As already mentioned, the drill rod usually consists of sections of 30 feet each (because of the origin of the drilling technology from the USA ; approx. 9 m). After every 9 m drilling progress , the entire drill string is first raised by means of the hoist, a block and tackle , for the purpose of which the derrick exists, so that the entire drive rod and a good 1 m of the top drill rod protrude from the borehole. Then the drill string is secured against falling below the flange point to the driving rod by means of hand wedges on the turntable and the driving rod is broken and unscrewed. The drive rod is then screwed and countered with a rod element that is available next to the turntable in the Mousehole. Then the drive rod with the new rod element is screwed back onto the drill rod and locked, the rod is raised until the hand wedges are free, then the wedges are removed and the entire pipe string is lowered again until the chisel with the necessary pressure the Reached the sole. A further 9 m can be drilled. The change process described takes 1.5 to 4 minutes.
Breaking or countering the drill pipe with the turntable is too dangerous and therefore prohibited. For unscrewing after breaking, the turntable is mostly used, the lower tube is rotated. To screw on the new pipe, the upper pipe must be turned. In the past, this was done partially by hand with small pipe diameters, later with a spine chain, whereby fingers, hand or arm could easily be squeezed or wound against the pipe if handled inappropriately. Therefore this is only allowed in exceptional cases. The collars were sometimes tightened with the chain pipe wrench, which was time-consuming. Over time, powered devices appeared that could rotate the upper linkage, known as spinners such as the Kelly spinner and the spinnerhawk. Modern systems have the Iron Roughneck described above with tongs and spinner, which only has to be brought up to the rod to be screwed and then carries out the tong work controlled by operating levers.

Round trip

To change a worn or defective drill bit, the entire rod must be pulled out of the already drilled borehole. This is usually done in trains of 2 to 4 rod elements, that is, 2 to 4 rod elements remain screwed depending on the height of the derrick. The complete pulling and reinsertion of the drill string is called a round trip . In the German drilling language, which is hardly used today, this process of catching up, changing chisels and letting in was called the chisel march .

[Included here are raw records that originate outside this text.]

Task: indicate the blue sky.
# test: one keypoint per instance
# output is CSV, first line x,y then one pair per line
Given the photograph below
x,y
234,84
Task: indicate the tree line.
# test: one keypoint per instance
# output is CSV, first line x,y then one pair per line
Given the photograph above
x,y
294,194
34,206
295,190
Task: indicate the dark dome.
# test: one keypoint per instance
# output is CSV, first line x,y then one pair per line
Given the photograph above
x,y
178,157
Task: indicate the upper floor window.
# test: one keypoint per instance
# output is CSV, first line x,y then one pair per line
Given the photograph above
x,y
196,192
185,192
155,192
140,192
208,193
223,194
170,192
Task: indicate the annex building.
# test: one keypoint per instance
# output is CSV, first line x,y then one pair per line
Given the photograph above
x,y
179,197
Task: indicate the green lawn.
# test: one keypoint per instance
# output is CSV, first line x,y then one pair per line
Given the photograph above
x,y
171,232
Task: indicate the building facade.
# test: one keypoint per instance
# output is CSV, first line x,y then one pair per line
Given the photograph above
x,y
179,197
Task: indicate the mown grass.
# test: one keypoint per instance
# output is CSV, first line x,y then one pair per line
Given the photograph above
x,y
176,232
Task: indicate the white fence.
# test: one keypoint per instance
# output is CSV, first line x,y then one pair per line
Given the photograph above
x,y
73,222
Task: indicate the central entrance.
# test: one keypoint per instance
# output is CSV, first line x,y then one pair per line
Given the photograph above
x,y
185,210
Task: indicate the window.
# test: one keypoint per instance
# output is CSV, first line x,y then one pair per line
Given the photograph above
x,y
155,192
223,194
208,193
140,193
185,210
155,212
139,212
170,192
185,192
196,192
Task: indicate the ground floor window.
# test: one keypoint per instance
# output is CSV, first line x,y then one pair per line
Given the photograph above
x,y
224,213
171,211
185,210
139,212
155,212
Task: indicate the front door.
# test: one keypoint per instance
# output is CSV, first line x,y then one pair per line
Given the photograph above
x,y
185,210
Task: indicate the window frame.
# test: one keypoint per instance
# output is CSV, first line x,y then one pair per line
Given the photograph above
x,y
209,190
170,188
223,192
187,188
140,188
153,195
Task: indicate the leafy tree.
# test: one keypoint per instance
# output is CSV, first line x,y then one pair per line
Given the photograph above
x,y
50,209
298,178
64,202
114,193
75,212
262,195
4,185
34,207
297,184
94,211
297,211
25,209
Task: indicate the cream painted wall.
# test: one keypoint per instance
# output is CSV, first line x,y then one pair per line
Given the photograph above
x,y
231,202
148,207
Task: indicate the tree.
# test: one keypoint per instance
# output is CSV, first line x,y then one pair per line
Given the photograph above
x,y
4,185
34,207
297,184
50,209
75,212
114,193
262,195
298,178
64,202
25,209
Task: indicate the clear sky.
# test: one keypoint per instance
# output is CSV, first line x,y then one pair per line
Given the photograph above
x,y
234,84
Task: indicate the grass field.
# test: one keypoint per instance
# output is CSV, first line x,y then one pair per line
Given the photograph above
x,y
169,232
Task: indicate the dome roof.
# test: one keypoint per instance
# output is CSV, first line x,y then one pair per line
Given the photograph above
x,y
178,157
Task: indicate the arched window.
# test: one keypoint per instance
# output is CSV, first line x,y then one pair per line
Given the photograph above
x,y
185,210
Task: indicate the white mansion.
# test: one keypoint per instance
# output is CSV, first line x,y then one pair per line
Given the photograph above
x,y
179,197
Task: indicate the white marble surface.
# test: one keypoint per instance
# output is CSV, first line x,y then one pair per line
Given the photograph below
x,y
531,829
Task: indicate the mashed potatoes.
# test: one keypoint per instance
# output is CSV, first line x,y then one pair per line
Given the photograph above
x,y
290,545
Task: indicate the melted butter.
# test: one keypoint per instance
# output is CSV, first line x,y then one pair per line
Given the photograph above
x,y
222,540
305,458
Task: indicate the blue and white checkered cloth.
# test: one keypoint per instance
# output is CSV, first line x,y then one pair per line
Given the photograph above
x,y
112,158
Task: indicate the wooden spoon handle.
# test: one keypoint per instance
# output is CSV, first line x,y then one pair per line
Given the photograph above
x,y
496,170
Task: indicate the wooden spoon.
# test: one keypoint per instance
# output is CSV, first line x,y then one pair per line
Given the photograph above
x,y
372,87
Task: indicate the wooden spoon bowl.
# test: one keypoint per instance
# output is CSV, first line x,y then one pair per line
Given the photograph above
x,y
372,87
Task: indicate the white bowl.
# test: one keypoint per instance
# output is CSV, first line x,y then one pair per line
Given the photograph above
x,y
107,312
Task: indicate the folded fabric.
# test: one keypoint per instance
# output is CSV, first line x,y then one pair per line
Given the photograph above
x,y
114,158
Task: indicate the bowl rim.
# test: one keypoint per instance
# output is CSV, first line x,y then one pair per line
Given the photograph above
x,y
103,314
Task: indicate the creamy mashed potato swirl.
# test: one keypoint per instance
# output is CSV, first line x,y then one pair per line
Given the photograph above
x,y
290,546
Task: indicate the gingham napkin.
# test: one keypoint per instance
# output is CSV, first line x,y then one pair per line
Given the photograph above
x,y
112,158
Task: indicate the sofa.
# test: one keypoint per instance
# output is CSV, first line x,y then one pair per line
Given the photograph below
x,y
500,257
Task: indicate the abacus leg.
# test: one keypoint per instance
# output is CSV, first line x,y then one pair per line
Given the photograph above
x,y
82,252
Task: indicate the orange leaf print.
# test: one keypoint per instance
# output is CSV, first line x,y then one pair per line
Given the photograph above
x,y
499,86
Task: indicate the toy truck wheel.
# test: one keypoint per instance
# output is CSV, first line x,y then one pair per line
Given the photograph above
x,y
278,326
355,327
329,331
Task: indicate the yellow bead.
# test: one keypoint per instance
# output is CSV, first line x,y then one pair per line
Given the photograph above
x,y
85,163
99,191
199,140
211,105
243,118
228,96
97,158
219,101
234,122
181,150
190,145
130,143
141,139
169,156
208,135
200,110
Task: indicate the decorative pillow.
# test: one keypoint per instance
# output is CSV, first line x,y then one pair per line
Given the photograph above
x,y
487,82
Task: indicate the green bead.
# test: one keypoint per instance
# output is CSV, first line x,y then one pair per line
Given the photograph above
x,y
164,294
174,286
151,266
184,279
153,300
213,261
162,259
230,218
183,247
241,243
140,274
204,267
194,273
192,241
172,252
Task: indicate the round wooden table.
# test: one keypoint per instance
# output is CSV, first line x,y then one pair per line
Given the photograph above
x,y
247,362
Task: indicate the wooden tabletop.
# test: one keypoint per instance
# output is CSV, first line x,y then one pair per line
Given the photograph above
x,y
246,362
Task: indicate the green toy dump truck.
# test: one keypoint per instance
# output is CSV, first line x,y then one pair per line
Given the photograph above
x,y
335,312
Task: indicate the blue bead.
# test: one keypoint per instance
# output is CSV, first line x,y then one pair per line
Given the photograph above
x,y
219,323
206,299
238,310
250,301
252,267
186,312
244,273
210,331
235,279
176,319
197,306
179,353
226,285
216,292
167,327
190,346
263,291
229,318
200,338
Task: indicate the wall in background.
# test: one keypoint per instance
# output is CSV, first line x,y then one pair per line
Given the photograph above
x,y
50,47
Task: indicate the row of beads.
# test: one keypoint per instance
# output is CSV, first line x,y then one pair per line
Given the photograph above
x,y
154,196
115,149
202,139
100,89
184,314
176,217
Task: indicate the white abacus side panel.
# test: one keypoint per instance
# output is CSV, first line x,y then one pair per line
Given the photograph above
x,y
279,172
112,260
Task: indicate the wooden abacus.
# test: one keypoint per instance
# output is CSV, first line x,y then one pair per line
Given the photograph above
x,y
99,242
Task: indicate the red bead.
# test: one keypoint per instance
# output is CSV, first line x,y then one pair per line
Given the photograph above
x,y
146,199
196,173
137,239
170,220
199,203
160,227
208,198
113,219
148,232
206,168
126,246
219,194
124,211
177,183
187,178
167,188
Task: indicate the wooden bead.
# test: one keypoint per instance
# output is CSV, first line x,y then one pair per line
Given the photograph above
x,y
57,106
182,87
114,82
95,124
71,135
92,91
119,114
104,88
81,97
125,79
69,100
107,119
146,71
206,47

As early as 1844, the Briton Robert Beart registered a patent for a drilling method that largely corresponds to modern rotary deep drilling technology. The rock, which has been shredded by a rotating chisel, is continuously removed by a flushing liquid that is pumped down through the drill rod and emerges from the chisel. The high technical demands (transmission of a large force to a movable drill rod, continuous supply of the flushing fluid into a constantly rotating pipe, need to regulate the load acting on the drill bit) prevented the implementation of the concept for a long time. Even after solving most of the problems, the rotary method was considered to be too susceptible to failure and thus inferior to the hammer drilling method until after the First World War .

The first famous application of the Rotary method was the drilling on Spindletop Hill near Beaumont (Texas) , which on January 10, 1901, encountered high-pressure crude oil at a depth of 347 m. A huge eruption ensued, as a result of which around 100,000 barrels of crude oil were ejected uncontrollably from the borehole and siphoned off from the oil lake that had formed. Suddenly, US oil production had tripled.

Commonly known as Spindletop Gusher or Lucas Gusher (after the hole by leading geologists Anthony Lucas - named - native Antonio Luchich) known event was in Texas a petroleum boom with lasting effects on the economy of the United States to escape.


  • Springer, FP: On the history of deep drilling technology from the perspective of textbooks and specialist books , Erdoel-Erdgas-Kohlen Heft 7/8, 2009 pp. 308–314.